Short Summary: Modern over-actuated vehicle systems depend on precise force coordination to achieve optimal yaw moment control, critical for vehicle stability, safety, and handling. While traditional optimization-based control allocation (CA) methods are effective, they become computationally demanding as actuator complexity grows. This work explores imitation learning as a scalable alternative. We present a comparative study between Behavioral Cloning (BC) and Maximum Entropy Inverse Reinforcement Learning (MaxEnt IRL) for neural network-based CA in over-actuated automotive systems. Both approaches are trained using real world data from a Renault Austral prototype to imitate an optimization-based tire force allocator for yaw control. LSTM architectures are used to capture temporal dependencies. The methods are evaluated across generalization, safety, and computational performance. BC demonstrates low inference latency and strong nominal performance, while IRL achieves similar outcomes, even with reduced training coverage. Under actuator failure, both methods exhibit comparable behavior, consistent with training data characteristics.

These findings suggest that imitation learning could be explored as an alternative to traditional optimization-based control allocation in future high-actuation systems, particularly where computational efficiency and scalability become a concern. However, for the present case, optimization based allocation remains the most reliable and well-performing solution. This study serves as a foundational step toward imitating computationally demanding high-level Model Predictive Control (MPC) strategies using neural nets, enabling safe and efficient deployment in real-time automotive environments.

Short Summary: Advanced control systems and on-board sensing improve vehicle agility and surety, while in this business-oriented presentation, we take a broader view toward mass market deployment. General industry beliefs – along with the corrections that occur afterward – can greatly affect timing. Geopolitical trends are broad, and can include regulatory schemes, trade considerations, and optional programs. Regulatory schemes may mandate certain technologies and lead to deployment surges in some regions but can also discourage short-term deployment if regulatory uncertainty is created. On the other hand, optional programs such as the New Car Assessment Programs (NCAP) – which are different across regions and countries – can be a strong lever toward public education and increasing feature take rates.

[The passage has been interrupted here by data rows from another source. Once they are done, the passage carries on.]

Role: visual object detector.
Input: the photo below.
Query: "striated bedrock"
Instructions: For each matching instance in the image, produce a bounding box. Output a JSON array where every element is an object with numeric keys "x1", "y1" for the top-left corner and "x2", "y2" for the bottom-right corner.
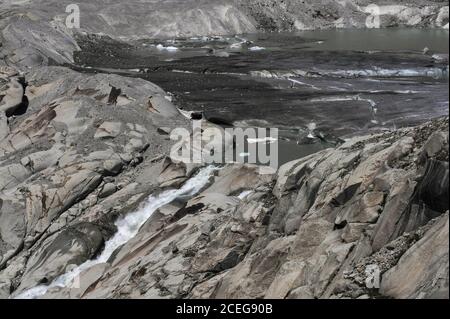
[
  {"x1": 240, "y1": 0, "x2": 450, "y2": 32},
  {"x1": 0, "y1": 65, "x2": 194, "y2": 298},
  {"x1": 2, "y1": 116, "x2": 446, "y2": 299},
  {"x1": 0, "y1": 1, "x2": 448, "y2": 68}
]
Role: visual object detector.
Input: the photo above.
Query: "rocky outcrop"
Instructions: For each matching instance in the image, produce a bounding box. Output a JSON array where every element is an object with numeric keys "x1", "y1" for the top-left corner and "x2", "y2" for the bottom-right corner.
[
  {"x1": 0, "y1": 0, "x2": 448, "y2": 301},
  {"x1": 4, "y1": 117, "x2": 445, "y2": 299},
  {"x1": 240, "y1": 0, "x2": 449, "y2": 31},
  {"x1": 1, "y1": 1, "x2": 448, "y2": 68},
  {"x1": 0, "y1": 76, "x2": 26, "y2": 116},
  {"x1": 0, "y1": 65, "x2": 192, "y2": 298}
]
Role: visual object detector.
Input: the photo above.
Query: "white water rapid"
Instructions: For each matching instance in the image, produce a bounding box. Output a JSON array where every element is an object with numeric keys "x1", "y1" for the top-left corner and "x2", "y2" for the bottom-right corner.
[{"x1": 15, "y1": 166, "x2": 217, "y2": 299}]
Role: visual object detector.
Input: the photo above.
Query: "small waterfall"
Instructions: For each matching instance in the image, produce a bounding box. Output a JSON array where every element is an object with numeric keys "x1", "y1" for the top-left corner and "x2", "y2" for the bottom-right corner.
[{"x1": 15, "y1": 166, "x2": 217, "y2": 299}]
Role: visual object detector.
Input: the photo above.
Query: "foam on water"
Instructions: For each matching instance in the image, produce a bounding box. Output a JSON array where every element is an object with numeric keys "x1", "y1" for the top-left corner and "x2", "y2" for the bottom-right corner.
[
  {"x1": 15, "y1": 166, "x2": 217, "y2": 299},
  {"x1": 247, "y1": 137, "x2": 277, "y2": 144},
  {"x1": 156, "y1": 44, "x2": 179, "y2": 52}
]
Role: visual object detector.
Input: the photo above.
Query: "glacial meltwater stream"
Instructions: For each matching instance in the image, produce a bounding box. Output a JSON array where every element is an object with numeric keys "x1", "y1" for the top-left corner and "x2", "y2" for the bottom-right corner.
[{"x1": 15, "y1": 166, "x2": 218, "y2": 299}]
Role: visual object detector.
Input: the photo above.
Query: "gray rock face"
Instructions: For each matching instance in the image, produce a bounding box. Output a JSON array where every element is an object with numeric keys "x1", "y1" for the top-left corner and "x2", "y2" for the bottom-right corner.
[
  {"x1": 3, "y1": 118, "x2": 443, "y2": 300},
  {"x1": 0, "y1": 64, "x2": 191, "y2": 297},
  {"x1": 0, "y1": 0, "x2": 448, "y2": 301},
  {"x1": 0, "y1": 112, "x2": 9, "y2": 140},
  {"x1": 17, "y1": 222, "x2": 104, "y2": 292},
  {"x1": 0, "y1": 1, "x2": 448, "y2": 68},
  {"x1": 380, "y1": 213, "x2": 449, "y2": 299},
  {"x1": 241, "y1": 0, "x2": 449, "y2": 31}
]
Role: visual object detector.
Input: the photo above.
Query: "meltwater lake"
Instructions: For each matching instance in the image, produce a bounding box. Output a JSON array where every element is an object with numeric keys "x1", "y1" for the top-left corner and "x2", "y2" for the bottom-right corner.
[{"x1": 74, "y1": 28, "x2": 449, "y2": 165}]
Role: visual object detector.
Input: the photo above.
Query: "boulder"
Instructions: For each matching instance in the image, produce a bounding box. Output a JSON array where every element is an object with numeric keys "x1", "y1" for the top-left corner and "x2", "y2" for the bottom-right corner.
[
  {"x1": 380, "y1": 214, "x2": 449, "y2": 299},
  {"x1": 94, "y1": 122, "x2": 122, "y2": 139},
  {"x1": 15, "y1": 222, "x2": 104, "y2": 294}
]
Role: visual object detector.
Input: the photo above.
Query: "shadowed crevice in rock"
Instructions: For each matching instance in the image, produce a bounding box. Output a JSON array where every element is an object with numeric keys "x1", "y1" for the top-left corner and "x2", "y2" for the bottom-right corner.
[
  {"x1": 4, "y1": 77, "x2": 28, "y2": 117},
  {"x1": 16, "y1": 222, "x2": 104, "y2": 292},
  {"x1": 384, "y1": 159, "x2": 449, "y2": 243},
  {"x1": 6, "y1": 95, "x2": 28, "y2": 117},
  {"x1": 107, "y1": 86, "x2": 122, "y2": 105},
  {"x1": 170, "y1": 203, "x2": 206, "y2": 224}
]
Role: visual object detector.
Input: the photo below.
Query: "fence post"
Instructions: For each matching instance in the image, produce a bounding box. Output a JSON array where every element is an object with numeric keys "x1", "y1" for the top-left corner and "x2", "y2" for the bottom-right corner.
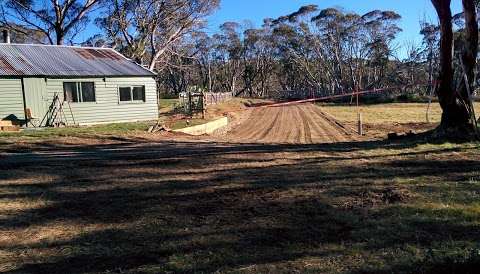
[
  {"x1": 188, "y1": 92, "x2": 192, "y2": 116},
  {"x1": 358, "y1": 112, "x2": 363, "y2": 136},
  {"x1": 202, "y1": 92, "x2": 206, "y2": 119}
]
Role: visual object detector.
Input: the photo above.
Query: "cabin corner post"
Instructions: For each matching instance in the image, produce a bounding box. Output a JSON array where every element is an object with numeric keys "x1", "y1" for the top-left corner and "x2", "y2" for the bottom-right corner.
[{"x1": 20, "y1": 77, "x2": 28, "y2": 127}]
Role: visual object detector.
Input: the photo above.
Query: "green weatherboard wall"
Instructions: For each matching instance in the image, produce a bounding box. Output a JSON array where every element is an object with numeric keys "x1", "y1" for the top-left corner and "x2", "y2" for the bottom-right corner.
[
  {"x1": 0, "y1": 79, "x2": 25, "y2": 121},
  {"x1": 0, "y1": 77, "x2": 158, "y2": 125}
]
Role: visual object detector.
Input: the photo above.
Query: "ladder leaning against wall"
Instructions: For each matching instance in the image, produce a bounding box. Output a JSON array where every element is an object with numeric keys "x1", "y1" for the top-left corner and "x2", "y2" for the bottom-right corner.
[{"x1": 40, "y1": 93, "x2": 77, "y2": 127}]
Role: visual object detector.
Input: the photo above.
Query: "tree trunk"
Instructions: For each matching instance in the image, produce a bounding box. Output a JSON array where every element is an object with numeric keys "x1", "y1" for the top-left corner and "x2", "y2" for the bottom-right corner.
[
  {"x1": 461, "y1": 0, "x2": 479, "y2": 123},
  {"x1": 55, "y1": 25, "x2": 65, "y2": 45},
  {"x1": 431, "y1": 0, "x2": 477, "y2": 136}
]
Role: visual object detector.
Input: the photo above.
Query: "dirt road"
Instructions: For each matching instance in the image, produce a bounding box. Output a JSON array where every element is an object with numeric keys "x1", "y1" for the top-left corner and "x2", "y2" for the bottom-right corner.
[{"x1": 226, "y1": 103, "x2": 359, "y2": 144}]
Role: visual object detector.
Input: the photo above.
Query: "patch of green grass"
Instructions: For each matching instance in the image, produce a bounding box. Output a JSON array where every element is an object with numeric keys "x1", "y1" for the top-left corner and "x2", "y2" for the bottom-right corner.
[
  {"x1": 170, "y1": 118, "x2": 209, "y2": 130},
  {"x1": 0, "y1": 122, "x2": 153, "y2": 139},
  {"x1": 0, "y1": 116, "x2": 213, "y2": 141},
  {"x1": 159, "y1": 99, "x2": 179, "y2": 110}
]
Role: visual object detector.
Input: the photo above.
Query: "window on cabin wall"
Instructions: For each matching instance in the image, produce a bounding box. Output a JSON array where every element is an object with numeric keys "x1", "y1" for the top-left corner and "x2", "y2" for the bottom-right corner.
[
  {"x1": 64, "y1": 82, "x2": 96, "y2": 103},
  {"x1": 118, "y1": 86, "x2": 146, "y2": 103}
]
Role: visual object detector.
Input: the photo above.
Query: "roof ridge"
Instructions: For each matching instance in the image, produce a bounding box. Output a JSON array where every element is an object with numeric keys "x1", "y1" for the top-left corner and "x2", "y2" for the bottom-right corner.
[{"x1": 0, "y1": 43, "x2": 116, "y2": 51}]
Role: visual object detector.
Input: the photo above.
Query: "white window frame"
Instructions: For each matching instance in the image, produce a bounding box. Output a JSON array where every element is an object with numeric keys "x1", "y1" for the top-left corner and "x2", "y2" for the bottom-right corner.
[{"x1": 118, "y1": 85, "x2": 146, "y2": 104}]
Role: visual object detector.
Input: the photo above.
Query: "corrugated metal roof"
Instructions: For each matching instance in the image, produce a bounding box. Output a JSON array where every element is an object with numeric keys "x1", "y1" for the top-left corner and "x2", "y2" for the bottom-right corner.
[{"x1": 0, "y1": 44, "x2": 155, "y2": 77}]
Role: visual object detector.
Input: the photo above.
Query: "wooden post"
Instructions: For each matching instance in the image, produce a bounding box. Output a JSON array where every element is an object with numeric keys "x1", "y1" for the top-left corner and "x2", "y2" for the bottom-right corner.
[
  {"x1": 202, "y1": 92, "x2": 206, "y2": 119},
  {"x1": 356, "y1": 87, "x2": 363, "y2": 136},
  {"x1": 188, "y1": 92, "x2": 192, "y2": 116},
  {"x1": 358, "y1": 112, "x2": 363, "y2": 136}
]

We therefore return to the problem to be solved, looking to leverage ongoing market momentum to slingshot deployment of life-saving capabilities. The current state and evolution of advanced control systems and on-board sensing provide a basis to ask, “And what else needs to be addressed?”, and offers an inflection point for the integration of ADAS and advanced sensing systems. In changing the focus from communications-as-a-sensor to the modification of an ADAS system to incorporate communications, an incremental step is taken toward mass deployment.